Nos intestins abritent des milliards de microbes actifs qui affectent la santé, un fait qui suscite un intérêt croissant également chez les athlètes. Par exemple, des populations de microbes intestinaux améliorant la performance ont été trouvées chez des athlètes participant à des sports d’endurance. Il existe également des preuves de recherche pour la notion que l’activité physique produit des changements favorables à la santé dans les intestins.
Sanna Lensu s’intéresse au fonctionnement de l’axe intestin-cerveau qui relie les microbes intestinaux et le système nerveux. Crédit d’image : Université de Jyväskylä
Les microbes intestinaux ont occupé Satu Pekkala, chercheur à l’Académie de Finlande et spécialiste en médecine du sport, depuis déjà dix ans. À Jyväskylä, elle et sa collègue chercheuse postdoctorale Sanna Lensu ont étudié le lien vital entre les microbes et la santé.
Le travail attentif des chercheurs apporte de grands avantages aux athlètes – et les preuves de cet avantage ne cessent d’augmenter : le bon type de microbes intestinaux maintient un athlète en meilleure santé, et certains microbes peuvent même améliorer la capacité de performance des athlètes.
« Cependant, dans le domaine du sport, les connaissances sur les liens entre les aliments et les microbes intestinaux restent limitées », explique Satu Pekkala, dont les recherches appartiennent au domaine de la médecine sportive.
Elle poursuit : « En biologie humaine, les microbes intestinaux comprennent non seulement des bactéries mais aussi des bactériophages, d’autres virus, des levures et des parasites. Le microbiote intestinal est en partie héréditaire, mais on peut le modifier par des choix de mode de vie. Au niveau des familles bactériennes, le microbiome intestinal est déjà assez bien connu.
« Les intestins normaux se comportent de manière à ce que le microbiote intestinal soit restauré après une cure d’antibiotiques, par exemple. Cependant, il n’est pas restauré après une maladie inflammatoire de l’intestin, telle que la maladie de Crohn. Ces maladies sont devenues plus fréquentes dans la population.

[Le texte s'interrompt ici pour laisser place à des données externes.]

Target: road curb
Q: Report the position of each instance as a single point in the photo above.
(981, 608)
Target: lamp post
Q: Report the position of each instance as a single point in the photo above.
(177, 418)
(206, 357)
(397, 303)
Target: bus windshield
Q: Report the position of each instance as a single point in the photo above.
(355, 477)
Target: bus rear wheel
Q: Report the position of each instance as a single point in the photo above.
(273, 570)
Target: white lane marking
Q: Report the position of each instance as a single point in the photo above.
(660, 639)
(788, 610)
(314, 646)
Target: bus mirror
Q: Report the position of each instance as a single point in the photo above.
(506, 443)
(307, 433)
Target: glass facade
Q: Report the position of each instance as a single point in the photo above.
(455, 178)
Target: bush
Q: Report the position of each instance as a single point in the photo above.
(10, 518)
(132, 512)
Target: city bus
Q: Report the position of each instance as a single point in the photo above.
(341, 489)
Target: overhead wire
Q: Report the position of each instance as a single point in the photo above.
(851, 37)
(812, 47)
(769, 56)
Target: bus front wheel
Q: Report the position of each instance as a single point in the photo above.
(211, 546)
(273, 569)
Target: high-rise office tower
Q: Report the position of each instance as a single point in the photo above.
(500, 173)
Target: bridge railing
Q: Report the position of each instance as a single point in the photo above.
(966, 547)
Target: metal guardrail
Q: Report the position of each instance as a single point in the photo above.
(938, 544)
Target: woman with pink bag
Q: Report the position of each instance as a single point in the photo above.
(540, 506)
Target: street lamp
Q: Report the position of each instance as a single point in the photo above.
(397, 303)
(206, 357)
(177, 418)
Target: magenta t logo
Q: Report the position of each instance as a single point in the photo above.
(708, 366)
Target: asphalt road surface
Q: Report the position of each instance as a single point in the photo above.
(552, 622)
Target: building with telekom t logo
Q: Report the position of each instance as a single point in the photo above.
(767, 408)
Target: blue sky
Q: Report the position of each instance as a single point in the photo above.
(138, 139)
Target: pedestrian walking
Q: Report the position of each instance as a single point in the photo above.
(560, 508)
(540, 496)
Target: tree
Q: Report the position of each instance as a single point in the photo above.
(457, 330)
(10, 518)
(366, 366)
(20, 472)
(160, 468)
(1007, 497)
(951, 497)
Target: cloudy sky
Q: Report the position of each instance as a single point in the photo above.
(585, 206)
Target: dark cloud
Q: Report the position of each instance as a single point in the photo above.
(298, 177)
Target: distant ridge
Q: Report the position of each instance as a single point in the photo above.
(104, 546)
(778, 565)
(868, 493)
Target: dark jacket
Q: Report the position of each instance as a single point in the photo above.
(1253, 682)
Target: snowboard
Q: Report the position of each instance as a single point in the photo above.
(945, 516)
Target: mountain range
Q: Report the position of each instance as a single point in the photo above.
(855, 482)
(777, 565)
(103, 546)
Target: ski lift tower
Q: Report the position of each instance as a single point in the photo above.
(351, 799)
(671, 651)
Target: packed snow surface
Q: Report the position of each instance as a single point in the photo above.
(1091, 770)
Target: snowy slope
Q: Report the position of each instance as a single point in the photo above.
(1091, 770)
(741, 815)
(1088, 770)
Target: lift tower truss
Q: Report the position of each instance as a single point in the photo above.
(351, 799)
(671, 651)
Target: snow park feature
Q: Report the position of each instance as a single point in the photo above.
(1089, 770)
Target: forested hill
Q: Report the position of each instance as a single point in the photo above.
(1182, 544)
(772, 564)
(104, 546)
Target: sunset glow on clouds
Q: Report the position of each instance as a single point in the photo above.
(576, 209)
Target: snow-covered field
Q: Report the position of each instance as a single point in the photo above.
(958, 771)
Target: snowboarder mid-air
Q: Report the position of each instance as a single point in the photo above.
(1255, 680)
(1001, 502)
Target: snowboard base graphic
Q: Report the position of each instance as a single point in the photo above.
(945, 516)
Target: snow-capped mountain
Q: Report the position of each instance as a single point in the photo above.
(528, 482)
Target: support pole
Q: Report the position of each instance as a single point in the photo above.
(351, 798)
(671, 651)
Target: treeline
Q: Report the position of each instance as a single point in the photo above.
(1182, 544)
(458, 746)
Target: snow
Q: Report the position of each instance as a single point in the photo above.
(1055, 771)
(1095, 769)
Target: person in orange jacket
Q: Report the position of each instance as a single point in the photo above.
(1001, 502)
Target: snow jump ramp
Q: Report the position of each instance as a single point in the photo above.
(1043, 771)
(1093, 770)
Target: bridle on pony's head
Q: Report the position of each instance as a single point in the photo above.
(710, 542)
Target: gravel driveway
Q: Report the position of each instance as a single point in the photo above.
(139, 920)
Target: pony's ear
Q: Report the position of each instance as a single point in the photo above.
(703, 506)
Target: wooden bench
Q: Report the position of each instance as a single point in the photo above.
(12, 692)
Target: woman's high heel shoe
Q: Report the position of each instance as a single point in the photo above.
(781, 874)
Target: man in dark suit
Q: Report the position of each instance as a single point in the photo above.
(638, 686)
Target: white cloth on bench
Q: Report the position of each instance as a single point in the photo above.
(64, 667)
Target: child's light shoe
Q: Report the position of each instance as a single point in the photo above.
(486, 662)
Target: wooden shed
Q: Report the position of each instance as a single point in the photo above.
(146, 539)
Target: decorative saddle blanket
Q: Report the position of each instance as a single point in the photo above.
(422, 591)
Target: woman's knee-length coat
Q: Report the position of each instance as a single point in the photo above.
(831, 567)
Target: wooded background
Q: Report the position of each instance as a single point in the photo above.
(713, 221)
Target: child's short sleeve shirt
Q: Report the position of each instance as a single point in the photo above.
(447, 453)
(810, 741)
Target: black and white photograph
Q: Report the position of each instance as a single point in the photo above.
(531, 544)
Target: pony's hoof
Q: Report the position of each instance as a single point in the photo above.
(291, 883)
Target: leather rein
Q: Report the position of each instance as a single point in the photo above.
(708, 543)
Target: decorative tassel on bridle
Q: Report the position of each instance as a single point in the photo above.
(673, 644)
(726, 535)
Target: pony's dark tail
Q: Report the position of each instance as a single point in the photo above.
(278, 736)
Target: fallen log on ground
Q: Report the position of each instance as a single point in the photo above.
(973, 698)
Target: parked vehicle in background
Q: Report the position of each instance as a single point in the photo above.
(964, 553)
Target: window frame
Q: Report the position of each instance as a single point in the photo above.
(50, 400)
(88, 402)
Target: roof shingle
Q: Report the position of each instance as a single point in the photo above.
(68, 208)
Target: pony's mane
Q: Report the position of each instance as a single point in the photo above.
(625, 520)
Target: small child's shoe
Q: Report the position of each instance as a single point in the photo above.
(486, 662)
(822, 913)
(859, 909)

Dans les intestins, les microbes décomposent les nutriments et produisent comme résultats métaboliques diverses substances, dont beaucoup favorisent la santé humaine :
- Les microbes produisent, par exemple, des neurotransmetteurs qui affectent à la fois les intestins et le cerveau. Ils sont connus pour réguler la satisfaction et l’humeur dans le système nerveux central.
- Les microbes produisent également des vitamines importantes pour le corps humain.
- Un microbiome bénéfique prévient également les états inflammatoires à la fois dans les intestins et ailleurs dans le corps.
- Les microbes intestinaux contribuent également à la protection contre les agents pathogènes.
En cas de maladie, la dysbiose des microbes intestinaux est nocive pour la santé et augmente par exemple l’inflammation.
Sommaire
Il existe déjà de bonnes preuves de l’effet positif de l’activité physique sur les fonctions intestinales
Selon les chercheurs, il existe déjà de bonnes preuves issues d’études transversales sur le lien entre le microbiome des athlètes et la capacité de performance. L’année dernière, Pekkala et Lensu ont publié des articles de synthèse sur ces résultats dans, entre autres, la revue médicale Duodecim.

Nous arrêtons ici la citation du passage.